Thursday, April 3, 2014

Review: The Magpies by Mark Edwards

The Magpies by Mark Edwards is one of those books that I had on my Kindle for months, without really knowing why, but I blame marijuana as the culprit.  It is a psychological thriller featuring a newly married couple and their neighbors from hell.

When Jamie and Kirsty move into their first home together they are full of optimism. The future, in which they plan to get married and start a family, is bright. The other residents of their building seem friendly too: the horror writer and the middle-aged herbalist who live upstairs, and the Newtons, a married couple who welcome them to the building with open arms.

At first, the two couples get on well. But then strange things start to happen. Dead rats are left on their doorstep. They hear disturbing noises, and much worse, in the night. After Jamie's best friend is injured in a horrific accident, Jamie and Kirsty find themselves targeted by a campaign of terror.

As Jamie and Kirsty are driven to the edge of despair, Jamie vows to fight back – but he has no idea what he is really up against…

THE MAGPIES is a terrifying psychological thriller in which the monsters are not vampires or demons but the people we live next door to. It is a nightmare that could happen to anyone.                                                                                                    @Goodreads
Unfortunately, psychological thrillers like this are a dime a dozen, and The Magpies does little to stand apart from other works in the genre. Jamie and Kirsty just moved into the apartment of their dreams, but everything is not as they imagined it would be; they seem to be living under the couple from hell.  Shortly after moving in, pranks start happening:  dead rats on their door step, the fire department being called when there was no fire, pizza being delivered to their house when they did not order it, et cetera.

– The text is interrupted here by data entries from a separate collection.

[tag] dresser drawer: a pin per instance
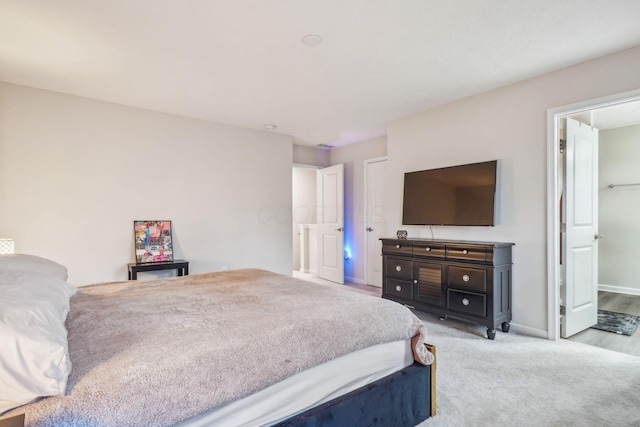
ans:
(400, 268)
(397, 248)
(427, 250)
(399, 288)
(467, 302)
(467, 278)
(467, 253)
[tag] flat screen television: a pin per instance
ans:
(456, 195)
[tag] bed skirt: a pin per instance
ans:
(404, 398)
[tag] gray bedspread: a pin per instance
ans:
(158, 352)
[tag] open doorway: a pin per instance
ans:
(617, 197)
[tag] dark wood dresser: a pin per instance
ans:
(461, 279)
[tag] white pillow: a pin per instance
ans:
(21, 263)
(34, 355)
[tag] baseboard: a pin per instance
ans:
(619, 289)
(354, 280)
(526, 330)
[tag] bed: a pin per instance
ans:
(243, 347)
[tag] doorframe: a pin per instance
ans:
(367, 162)
(553, 202)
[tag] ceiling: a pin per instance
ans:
(243, 62)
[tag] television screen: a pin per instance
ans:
(456, 195)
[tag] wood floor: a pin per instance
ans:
(621, 303)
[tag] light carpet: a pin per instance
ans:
(518, 380)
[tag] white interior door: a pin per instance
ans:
(331, 223)
(579, 292)
(375, 224)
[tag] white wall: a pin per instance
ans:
(353, 157)
(304, 205)
(75, 173)
(508, 124)
(619, 223)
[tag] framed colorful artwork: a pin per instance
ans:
(153, 241)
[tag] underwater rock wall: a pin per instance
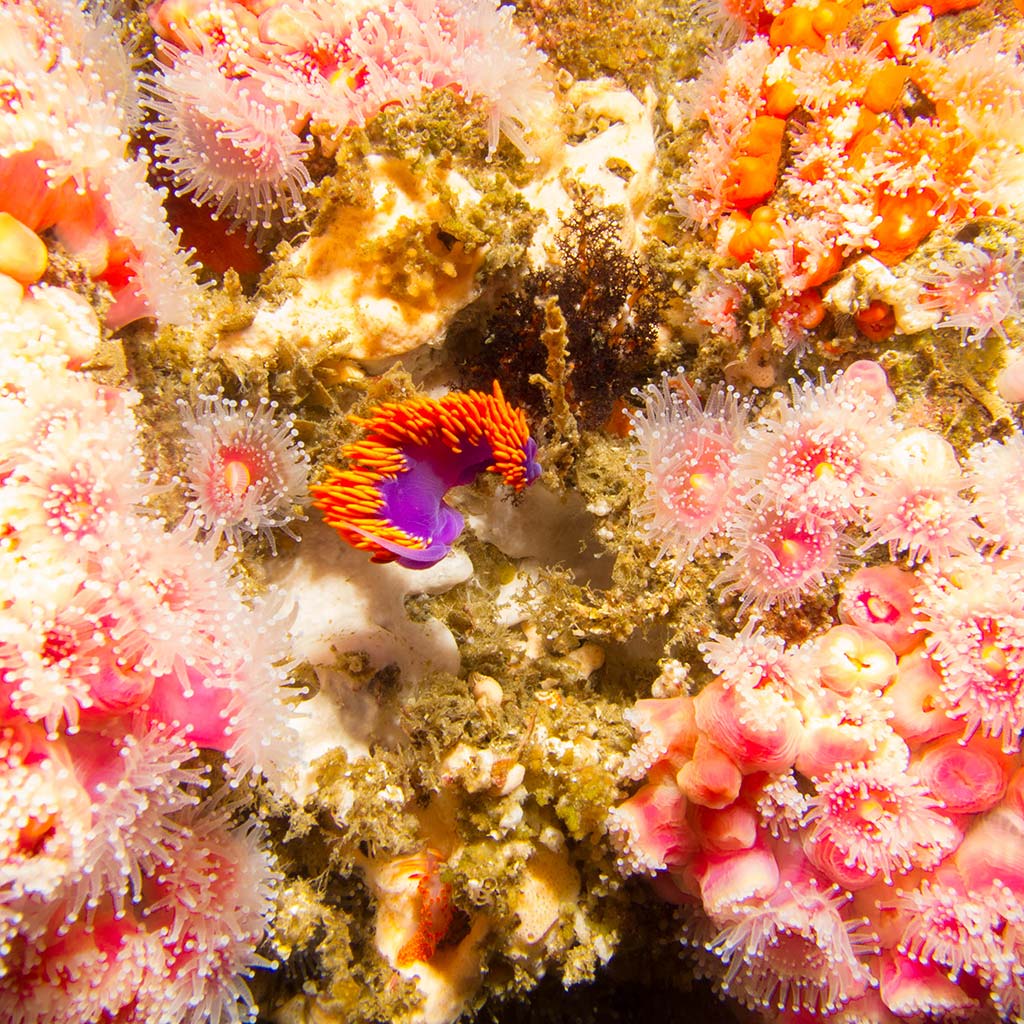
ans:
(506, 503)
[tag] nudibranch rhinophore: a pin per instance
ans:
(389, 501)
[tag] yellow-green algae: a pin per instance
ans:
(638, 611)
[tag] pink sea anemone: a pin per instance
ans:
(650, 830)
(778, 556)
(994, 471)
(687, 452)
(976, 635)
(880, 599)
(247, 471)
(873, 820)
(957, 930)
(795, 950)
(754, 658)
(975, 291)
(223, 142)
(912, 988)
(915, 503)
(210, 907)
(814, 454)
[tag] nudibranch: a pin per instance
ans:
(389, 500)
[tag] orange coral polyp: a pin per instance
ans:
(906, 221)
(885, 87)
(754, 171)
(808, 28)
(937, 6)
(877, 321)
(754, 233)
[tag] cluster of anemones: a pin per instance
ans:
(66, 114)
(125, 651)
(828, 137)
(790, 497)
(845, 818)
(233, 91)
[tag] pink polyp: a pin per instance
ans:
(919, 713)
(651, 830)
(757, 738)
(733, 827)
(880, 599)
(711, 778)
(850, 658)
(909, 988)
(968, 778)
(731, 879)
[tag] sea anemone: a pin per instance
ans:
(649, 829)
(408, 46)
(915, 504)
(975, 625)
(753, 657)
(211, 906)
(137, 783)
(816, 453)
(223, 142)
(880, 599)
(875, 820)
(246, 471)
(795, 950)
(994, 470)
(777, 556)
(974, 291)
(956, 930)
(687, 453)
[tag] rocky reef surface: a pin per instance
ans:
(511, 512)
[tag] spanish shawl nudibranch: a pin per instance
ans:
(389, 501)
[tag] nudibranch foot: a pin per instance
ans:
(390, 500)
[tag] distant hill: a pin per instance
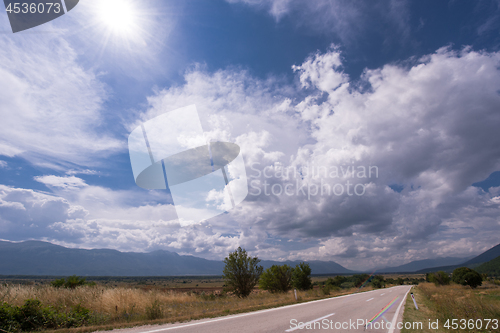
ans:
(491, 267)
(475, 262)
(42, 258)
(491, 254)
(416, 265)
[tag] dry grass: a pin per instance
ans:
(121, 306)
(452, 302)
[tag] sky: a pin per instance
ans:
(393, 105)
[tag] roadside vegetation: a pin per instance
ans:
(461, 297)
(74, 303)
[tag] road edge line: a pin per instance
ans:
(395, 318)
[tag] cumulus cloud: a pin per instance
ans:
(66, 183)
(428, 126)
(51, 106)
(347, 19)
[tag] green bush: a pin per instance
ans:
(33, 316)
(378, 281)
(154, 311)
(71, 282)
(439, 278)
(336, 281)
(467, 277)
(276, 279)
(301, 276)
(241, 272)
(359, 279)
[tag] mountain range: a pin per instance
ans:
(42, 258)
(484, 257)
(417, 265)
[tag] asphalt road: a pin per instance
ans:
(347, 313)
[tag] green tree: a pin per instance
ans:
(440, 278)
(378, 281)
(241, 272)
(301, 276)
(359, 279)
(467, 277)
(276, 279)
(71, 282)
(336, 281)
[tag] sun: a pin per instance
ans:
(119, 16)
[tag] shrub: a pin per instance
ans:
(71, 282)
(359, 279)
(154, 311)
(301, 276)
(467, 277)
(439, 278)
(378, 281)
(241, 272)
(276, 279)
(336, 281)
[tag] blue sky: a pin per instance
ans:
(410, 87)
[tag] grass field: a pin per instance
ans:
(131, 302)
(445, 303)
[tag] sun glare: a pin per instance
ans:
(119, 16)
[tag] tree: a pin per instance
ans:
(439, 278)
(241, 272)
(276, 279)
(336, 281)
(359, 279)
(378, 281)
(301, 276)
(467, 277)
(70, 282)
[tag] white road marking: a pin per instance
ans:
(395, 318)
(309, 322)
(255, 312)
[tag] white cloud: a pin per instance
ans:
(51, 106)
(347, 19)
(429, 127)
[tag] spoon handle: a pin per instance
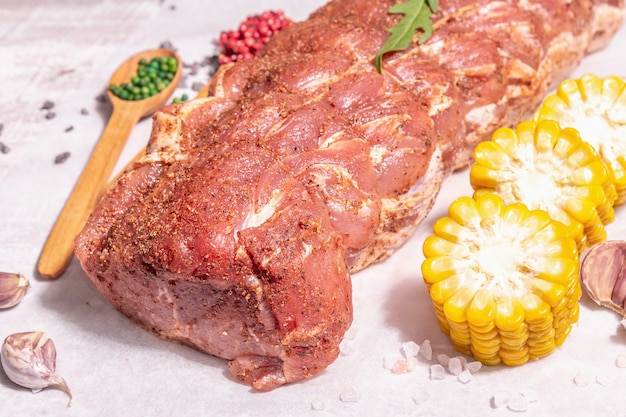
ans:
(59, 248)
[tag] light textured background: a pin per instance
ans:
(65, 51)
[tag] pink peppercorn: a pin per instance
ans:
(252, 35)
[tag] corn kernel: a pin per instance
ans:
(596, 108)
(550, 169)
(513, 293)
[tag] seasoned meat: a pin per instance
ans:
(237, 232)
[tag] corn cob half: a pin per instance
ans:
(596, 107)
(503, 279)
(551, 169)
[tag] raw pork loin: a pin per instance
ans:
(237, 230)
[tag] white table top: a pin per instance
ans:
(65, 52)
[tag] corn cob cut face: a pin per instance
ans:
(596, 107)
(503, 279)
(551, 169)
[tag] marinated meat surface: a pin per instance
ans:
(236, 233)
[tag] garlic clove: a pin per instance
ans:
(603, 275)
(12, 288)
(29, 360)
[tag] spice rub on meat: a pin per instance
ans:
(236, 233)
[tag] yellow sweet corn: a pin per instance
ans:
(551, 169)
(503, 279)
(596, 107)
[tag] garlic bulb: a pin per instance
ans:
(603, 275)
(29, 360)
(12, 289)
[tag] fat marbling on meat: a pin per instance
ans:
(237, 232)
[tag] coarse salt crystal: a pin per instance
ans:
(518, 403)
(500, 399)
(602, 380)
(420, 397)
(388, 362)
(410, 349)
(437, 372)
(443, 359)
(399, 367)
(350, 395)
(465, 376)
(455, 366)
(473, 366)
(317, 404)
(581, 379)
(426, 350)
(411, 363)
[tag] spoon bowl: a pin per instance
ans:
(59, 247)
(124, 73)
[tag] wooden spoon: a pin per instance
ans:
(59, 248)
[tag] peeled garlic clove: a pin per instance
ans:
(29, 360)
(12, 289)
(603, 275)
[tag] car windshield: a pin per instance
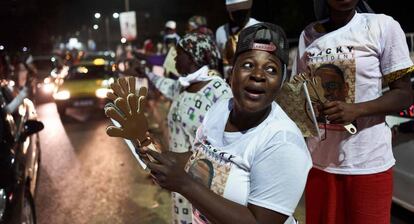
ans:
(82, 72)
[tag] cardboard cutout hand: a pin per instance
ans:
(128, 112)
(122, 88)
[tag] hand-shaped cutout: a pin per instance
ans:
(122, 88)
(315, 88)
(129, 114)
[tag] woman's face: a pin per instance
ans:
(342, 5)
(257, 76)
(183, 61)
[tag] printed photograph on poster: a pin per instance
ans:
(128, 25)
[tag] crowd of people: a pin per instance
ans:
(235, 156)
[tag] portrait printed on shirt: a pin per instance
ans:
(210, 169)
(333, 70)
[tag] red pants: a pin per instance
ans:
(348, 199)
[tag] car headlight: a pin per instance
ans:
(3, 199)
(48, 87)
(108, 82)
(101, 92)
(61, 95)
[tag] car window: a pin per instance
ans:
(82, 72)
(5, 124)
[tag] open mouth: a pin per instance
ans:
(254, 92)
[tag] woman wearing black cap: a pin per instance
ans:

Then, they start receiving notes from their neighbors, telling them that they have sex too loudly, and even one time enclosing a recording of them having sex that they had apparently taped.  Creepy, yes, but then the creepiness factor kind of sputters out, and nothing of consequence happens for entirely too long.

At the end, Kirsty wants to sell the apartment, but her husband has developed a Jack Torrence-like obsession with staying, regardless of personal cost, and even tries to hire a hit man to teach the neighbors a lesson.  He has a lackluster little show-off against the neighbors, burns the place down, and that's that.  The end.


Overall, not the worst I've read, but nothing that will stand out in my mind in a couple weeks time.  Decent, but not great.  And the sex scenes were just awkward.